Ambition, Foiled
The husband had an ambitious to-do list yesterday. I usually don’t decide what I am doing on the weekend until I find out what he has planned, in case it’s a project where I can help. The first item on the list was planting fruit trees. We had the two apples from Costco, and while he dug holes, I ran up to Susan’s and picked up the Westfield Seek-No-Further and Northern Lights apple trees that she grafted for me. She also gave me one called Hidden Rose (AKA Airlie Redflesh). She gets the most interesting varieties. Her DSIL’s dad also loves to graft and grow apple trees, so the other Westfield Seek-No-Further start is going to their place in Kellogg, Idaho.
All the holes were dug by the time I got back. We are putting these new trees in the front yard with the rest of the apple trees:
The new trees are hard to see because they are just skinny whips at this point. (That black blob is Lila, our project supervisor.) This is looking north on our property, toward the back of the old garage that was here when we bought the property in 1994.
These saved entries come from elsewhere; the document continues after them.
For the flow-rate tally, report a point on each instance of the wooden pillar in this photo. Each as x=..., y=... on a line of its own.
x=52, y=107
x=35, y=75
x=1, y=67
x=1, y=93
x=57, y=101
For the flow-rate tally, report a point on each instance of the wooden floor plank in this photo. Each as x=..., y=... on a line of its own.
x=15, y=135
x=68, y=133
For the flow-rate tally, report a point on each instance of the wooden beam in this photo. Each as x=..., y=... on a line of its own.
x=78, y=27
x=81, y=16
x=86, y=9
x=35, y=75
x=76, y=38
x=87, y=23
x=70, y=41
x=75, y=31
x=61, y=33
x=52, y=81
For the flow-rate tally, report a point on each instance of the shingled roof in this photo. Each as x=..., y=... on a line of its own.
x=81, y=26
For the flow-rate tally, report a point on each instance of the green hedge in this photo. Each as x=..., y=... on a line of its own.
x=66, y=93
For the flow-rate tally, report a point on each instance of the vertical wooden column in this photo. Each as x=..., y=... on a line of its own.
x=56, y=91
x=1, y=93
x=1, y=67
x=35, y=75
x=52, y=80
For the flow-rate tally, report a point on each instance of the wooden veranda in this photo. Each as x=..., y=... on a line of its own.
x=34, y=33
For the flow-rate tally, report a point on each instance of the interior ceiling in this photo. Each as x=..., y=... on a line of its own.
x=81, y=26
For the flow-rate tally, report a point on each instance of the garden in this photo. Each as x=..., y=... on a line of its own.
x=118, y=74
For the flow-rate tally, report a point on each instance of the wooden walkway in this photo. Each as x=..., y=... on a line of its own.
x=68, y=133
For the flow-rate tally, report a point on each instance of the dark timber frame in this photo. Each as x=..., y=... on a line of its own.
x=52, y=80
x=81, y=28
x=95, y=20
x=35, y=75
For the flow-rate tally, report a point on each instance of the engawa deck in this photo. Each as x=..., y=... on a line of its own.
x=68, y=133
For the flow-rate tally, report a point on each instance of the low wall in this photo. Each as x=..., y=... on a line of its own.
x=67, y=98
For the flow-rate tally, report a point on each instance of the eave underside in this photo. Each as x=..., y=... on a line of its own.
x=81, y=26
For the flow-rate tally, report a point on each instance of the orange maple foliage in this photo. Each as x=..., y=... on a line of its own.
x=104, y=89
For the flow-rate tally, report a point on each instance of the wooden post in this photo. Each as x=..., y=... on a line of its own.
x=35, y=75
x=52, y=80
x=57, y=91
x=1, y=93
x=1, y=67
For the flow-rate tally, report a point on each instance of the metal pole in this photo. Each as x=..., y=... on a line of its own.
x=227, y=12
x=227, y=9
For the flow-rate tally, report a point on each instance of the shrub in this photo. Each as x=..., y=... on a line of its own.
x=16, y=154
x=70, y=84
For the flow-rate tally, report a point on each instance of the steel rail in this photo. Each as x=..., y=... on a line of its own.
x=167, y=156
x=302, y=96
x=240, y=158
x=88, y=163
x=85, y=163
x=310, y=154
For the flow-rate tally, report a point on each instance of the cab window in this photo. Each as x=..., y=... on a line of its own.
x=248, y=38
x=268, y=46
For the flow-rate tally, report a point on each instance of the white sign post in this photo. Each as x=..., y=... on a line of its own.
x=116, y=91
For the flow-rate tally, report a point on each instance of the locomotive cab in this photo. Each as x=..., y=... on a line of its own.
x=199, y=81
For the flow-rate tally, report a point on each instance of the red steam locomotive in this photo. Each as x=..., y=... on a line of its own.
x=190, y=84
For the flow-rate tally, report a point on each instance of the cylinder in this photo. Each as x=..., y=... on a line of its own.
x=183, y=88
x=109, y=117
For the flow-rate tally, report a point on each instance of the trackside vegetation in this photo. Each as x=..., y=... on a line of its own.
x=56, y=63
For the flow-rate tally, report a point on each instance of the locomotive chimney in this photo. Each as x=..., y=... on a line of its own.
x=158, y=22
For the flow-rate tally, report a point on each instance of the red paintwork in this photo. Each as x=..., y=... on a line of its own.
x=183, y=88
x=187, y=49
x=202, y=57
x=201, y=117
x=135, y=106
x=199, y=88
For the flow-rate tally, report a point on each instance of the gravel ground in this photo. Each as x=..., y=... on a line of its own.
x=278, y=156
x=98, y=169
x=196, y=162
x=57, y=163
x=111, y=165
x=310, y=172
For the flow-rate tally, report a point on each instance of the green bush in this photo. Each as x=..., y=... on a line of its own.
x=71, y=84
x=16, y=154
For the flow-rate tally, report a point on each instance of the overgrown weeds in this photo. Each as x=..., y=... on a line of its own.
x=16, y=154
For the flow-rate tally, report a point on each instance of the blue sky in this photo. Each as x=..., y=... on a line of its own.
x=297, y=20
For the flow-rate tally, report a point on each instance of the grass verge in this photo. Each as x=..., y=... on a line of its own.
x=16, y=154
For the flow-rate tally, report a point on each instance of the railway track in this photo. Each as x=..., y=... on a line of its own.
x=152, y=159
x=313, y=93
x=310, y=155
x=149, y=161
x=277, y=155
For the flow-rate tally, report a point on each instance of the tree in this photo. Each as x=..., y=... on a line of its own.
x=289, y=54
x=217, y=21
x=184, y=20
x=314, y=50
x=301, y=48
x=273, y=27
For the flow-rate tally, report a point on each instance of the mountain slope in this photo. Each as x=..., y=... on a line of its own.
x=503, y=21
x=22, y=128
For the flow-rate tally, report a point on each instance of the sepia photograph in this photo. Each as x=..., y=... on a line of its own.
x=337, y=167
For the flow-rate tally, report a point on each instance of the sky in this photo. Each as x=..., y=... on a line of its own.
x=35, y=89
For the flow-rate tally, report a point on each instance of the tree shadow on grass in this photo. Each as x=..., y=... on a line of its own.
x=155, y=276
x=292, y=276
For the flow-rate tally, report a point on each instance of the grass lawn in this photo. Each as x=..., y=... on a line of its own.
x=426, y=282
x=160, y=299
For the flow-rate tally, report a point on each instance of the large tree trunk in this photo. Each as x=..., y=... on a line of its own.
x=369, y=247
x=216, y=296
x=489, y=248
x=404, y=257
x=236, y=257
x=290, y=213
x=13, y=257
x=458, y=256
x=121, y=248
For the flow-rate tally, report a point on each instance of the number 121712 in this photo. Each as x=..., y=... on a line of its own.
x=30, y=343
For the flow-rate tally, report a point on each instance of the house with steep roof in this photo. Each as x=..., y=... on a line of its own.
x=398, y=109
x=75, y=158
This picture is deceptive. The day was sunny—sort of—but with a stiff, raw wind. We got two of the trees planted and then the pager went off for an out-of-control grass fire. (We didn’t burn because it was too windy, but apparently, other people didn’t check the weather forecast.) The husband left to get the engine and I finished planting the trees. Just as I got back to the house, the wind picked up even more and it started snowing. By the time the husband came home from the fire, snow was covering the ground, but then the sun came out and it melted. Those squalls kept coming, on and off, for the entire day.
Welcome to Montana.
He had wanted to plant potatoes, but it was just too raw out there to be digging in the garden. Instead, he put compost around all the trees and made sure the new ones were protected with wire cages. My friend Anna had gifted me two large bags of Brussels sprouts, so I trimmed and roasted those and finished the last of my MIL’s Guidepost sweaters. Those will get boxed up and mailed this week. Neither of us had the most productive day, but oh, well.
FedEx delivered this:
I am trying a Ruggable system. These are the ones that are supposed to be washable. We have always had area rugs in the living room, but Lila hauls in a huge amount of dirt. She has quite a few “mud wallows” around the yard that she loves to lie in, and all that topsoil ends up in my living room. She’s also had some accidents on the rugs—those have been happening ever since we got her as a puppy, and it’s usually because she drank a whole bunch of water and needs to pee in the middle of the night. (Of course, she doesn’t pee on the vast expanse of wood floor, which is easier to clean up; she pees on the carpet.) I threw out the last stained and dirty rug and went a few weeks with nothing on the floor, but that room is too big not to have some kind of carpet. The walls are painted brick red. I picked this pattern in hopes that the dirt would be less noticeable. The system consists of a grippy pad—I bought the extra-cushy one—with a thin, flexible, obviously petroleum-based carpet on top. The top layer can be peeled off and thrown in the washer.
We’ll see how it works. I want my house to look nice, but it’s a constant battle out here on the farm.